Why I Agree With Tasini

In New York Times v. Tasini, freelance writer Jonathan Tasini sued because the NY Times published an article of his online without his permission. I agree with the Supreme Court and with Anupam Chander’s article on the issue, in which Chander states that the case may have an impact for Napster.

In all of the talk about Napster, it has seemed like musicians are pretty powerless in the music industry. That is true, because musicians sign away their copyrights when they sign up with a major label. However, writers are a different story. They often retain their copyrights and just give a license to a publisher for a specific use.

As I understand it, that is the case in Tasini. Tasini had given the NY Times permission to publish the article in their paper before the Internet had become well-known. Since Tasini owns the copyright on the article, the NY Times is only allowed to do whatever he specifically said they could do. This makes some sense, because if the NY Times takes in additional revenue (through advertising or online subscription fees) due to their online archive of articles, writers like Tasini would never receive any of that money.

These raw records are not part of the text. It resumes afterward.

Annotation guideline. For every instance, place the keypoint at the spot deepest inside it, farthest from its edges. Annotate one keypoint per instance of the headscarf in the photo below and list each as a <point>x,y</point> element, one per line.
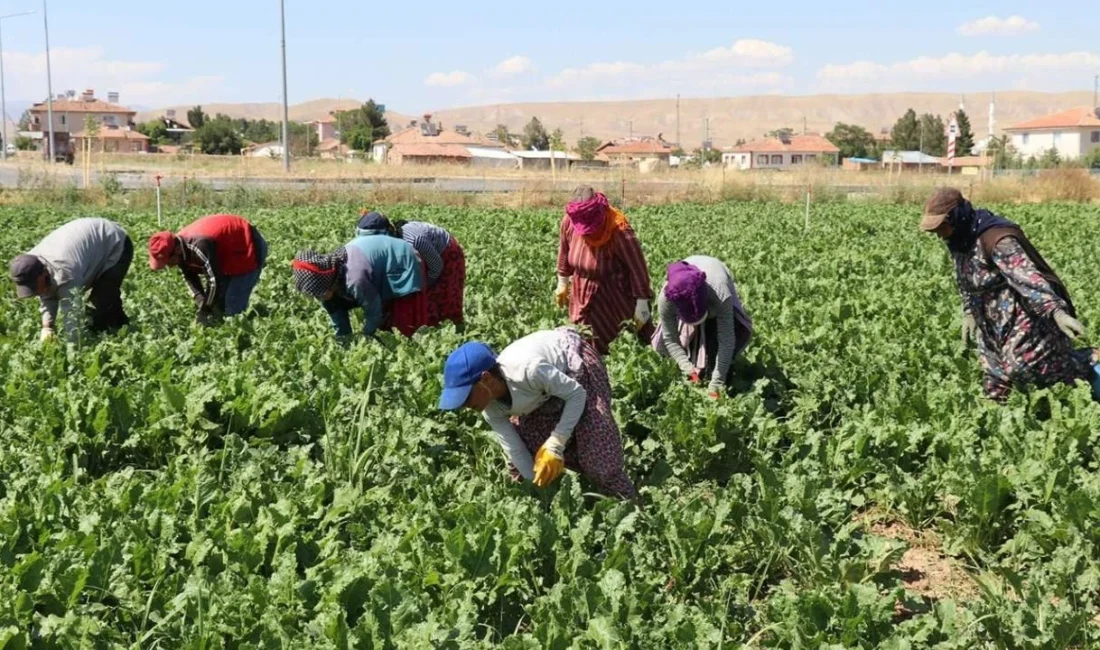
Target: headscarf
<point>374,222</point>
<point>316,273</point>
<point>595,220</point>
<point>969,224</point>
<point>686,290</point>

Authors of books are facing similar issues now that some publishers are trying to produce ebooks. Since these writers also retain their copyrights, unless the right to produce an ebook was in the contract, it doesn’t seem fair for a traditional publisher to assume that they have ebook rights. What if the author thinks that another ebook company will do a better job with the ebook? It’s that author’s right to decide.
Of course, in the music business the artists don’t generally retain the rights to the music and, therefore, can’t make a similar argument to choose how their works go online. Ironically, Metallica, one of Napster’s most vocal foes, does own their copyrights and may be able to have some control over online distribution.

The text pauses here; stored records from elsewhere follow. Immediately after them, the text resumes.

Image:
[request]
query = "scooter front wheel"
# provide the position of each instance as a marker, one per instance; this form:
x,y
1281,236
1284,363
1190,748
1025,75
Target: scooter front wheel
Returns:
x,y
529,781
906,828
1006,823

Chander made a very interesting leap from Tasini to Napster. In Tasini, the Supreme Court ruled that it is important for articles like Tasini’s to be available in archives, and said that the lower court or Congress can arbitrate a compulsory license to ensure that those articles are available online and that the writers are compensated. If Napster can convince the court that the Tasini case sets a precedent for a compulsory license for music as well, that could make it significantly easier for them to start offering whatever music they please. And, with the major labels fighting to maintain control over distribution and their oligopoly in general, possibly the only way to break open the industry and allow new distribution models would be to create a compulsory license.
In general, I believe that the government should be hands off and the free market will take care of things. It is quite possible that the free market will take care of things in the Napster case as well, if viable independent music sources come into existence. So far, though, we’re still waiting for a fast, easy way to download whatever music we want… and we’re not waiting because of technology.